On Tue, Apr 7, 2020 at 11:17 AM Wes Turner <wes.turner@gmail.com> wrote:
Would you generate a schema from the type annotations so that other languages can use the data?

I haven't done this yet, but it would be pretty cool.

This seems like one of the many things that’s impossible to do for Python classes with full generality, but pretty easy to do if you only want to support @dataclass. Either dynamically or statically, in fact. You could even write a tool that generates dataclasses (statically or dynamically) from a schema, if you wanted.

But what is meant by "type annotations"? I'm using them via dataclasses -- really as a shorthand for assigning a type to every field -- the annotations are just a shorthand that auto-generates a schema, essentially.

class MyClass:
    x: A_Type = A_default

So now I know that this class has a field names x that is the type int. So I use that type for validation, and serialization / deserialization.

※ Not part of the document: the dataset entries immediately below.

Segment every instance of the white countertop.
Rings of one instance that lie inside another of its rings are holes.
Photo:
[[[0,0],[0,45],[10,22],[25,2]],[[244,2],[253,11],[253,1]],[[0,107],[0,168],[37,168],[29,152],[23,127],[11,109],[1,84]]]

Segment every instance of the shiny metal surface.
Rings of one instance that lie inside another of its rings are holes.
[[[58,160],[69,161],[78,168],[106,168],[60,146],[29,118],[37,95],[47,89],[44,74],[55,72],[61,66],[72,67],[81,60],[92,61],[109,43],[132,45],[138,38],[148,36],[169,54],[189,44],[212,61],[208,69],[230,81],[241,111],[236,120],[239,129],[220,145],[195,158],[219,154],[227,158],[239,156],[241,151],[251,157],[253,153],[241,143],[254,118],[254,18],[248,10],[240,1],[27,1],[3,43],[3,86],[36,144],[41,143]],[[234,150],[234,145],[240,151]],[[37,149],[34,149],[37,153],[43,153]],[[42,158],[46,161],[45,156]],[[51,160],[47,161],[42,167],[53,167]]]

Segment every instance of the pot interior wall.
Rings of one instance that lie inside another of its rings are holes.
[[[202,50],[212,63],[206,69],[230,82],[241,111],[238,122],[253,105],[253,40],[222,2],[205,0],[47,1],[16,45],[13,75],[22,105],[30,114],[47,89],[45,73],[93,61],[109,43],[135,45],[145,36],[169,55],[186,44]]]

But if you mean "type annotations" in the sense of the types provided out of the box in the typing module and used by MyPy (so I've heard, never did it myself) -- no, they are not sufficient -- I need types that support my serialization / deserialization system, and my validation system. And I suppose we could have a standardized __json__ and __from_json__ protocol that I could use, but it seems a special case to me.

A type annotation is just the “: whatever”. It doesn’t matter whether that whatever is a real dynamic type like int or spam.Eggs or list, or a typing.type like List[int], it’s still an annotation. And dataclass can handle either—change that to “x: List[A_Type]” and at runtime, the dataclass will treat that the same as if you just used list, but mypy can know that it’s only supposed to have A_Type members in that list. (So if you initialize MyClass([1, “spam”, open(“eggs.txt”)]) it’ll work at runtime, but mypy will flag it as a type error.)

An “automated JSON serialization for dataclasses” library could do either. It could be “dumb” like @dataclass and just treat x as a list of anything serializable, or it could be “smart” and treat it as a list of A_Type objects only. Either way seems like it makes sense.

A schema generator for dataclasses, I think you’d want it to use the typing information. A MyClass property a doesn’t just have an attribute of {“type”: “array”}; it has a {“type”: “array”, “contains”: recursively_schematize(A_Type)}.